Não é preciso recorrer a Karl Marx para defender valores sociais de uma forma radical. O cristianismo há muito que se encarregou de tal fazer, mas são muitos os “cristãos” a quem convém substituir um imperativo de partilha e um respeito dos direitos dos mais pobres por uma vaga caridade voluntária, cujos limites são definidos pelos interesses de quem a pratica. A Igreja há muito que afirma que a propriedade privada só é legítima quando é posta ao serviço de todos, mas os nossos piosos “cristãos” consideram-na um direito absoluto que lhes permite canalizar para si todo o benefício da sua exploração.
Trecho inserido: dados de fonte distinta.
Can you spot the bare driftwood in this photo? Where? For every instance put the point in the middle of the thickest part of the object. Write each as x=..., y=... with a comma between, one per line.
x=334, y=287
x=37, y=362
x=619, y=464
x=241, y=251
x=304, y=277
Se há elemento da ideologia marxista que podemos adicionar ao que a Igreja há muito determina, é o de “luta de classes”, não como mecanismo desejável mas como elemento objectivo das relações dentro da comunidade. O espírito de ganância que parece ser próprio do Homem manifesta-se de forma individual – cada um procura o máximo para si -, mas a procura da eficácia na prática predatória levou a que os homens procurassem cumplicidades que tornassem as suas ambições mais faceis de alcançar. A mesma lógica que leva o bandido a associar-se com outros bandidos no seio do bando, leva os exploradores a associarem-se na exploração, o que leva a que os explorados procurem igualmente associar-se na resistência à exploração. É a eterna divisão entre predadores e presas, a que Marx optou por chamar “luta de classes”. E o curioso é que a Igreja, ao proclamar a opção pelos pobres, está a reconhecer essa realidade, já que contrapõe os interesses e direitos dos pobres aos interesses dos que o não são. Para Marx havia a classe burguesa e a classe proletária, para a Igreja há os ricos e os pobres. E tal como Marx não queria o mal dos burgueses mas a sua integração numa sociedade sem classes, também a Igreja não quer mal aos ricos, quer levá-los a colocar a sua riqueza ao serviço de todos e impedir que continuem a enriquecer à custa dos outros.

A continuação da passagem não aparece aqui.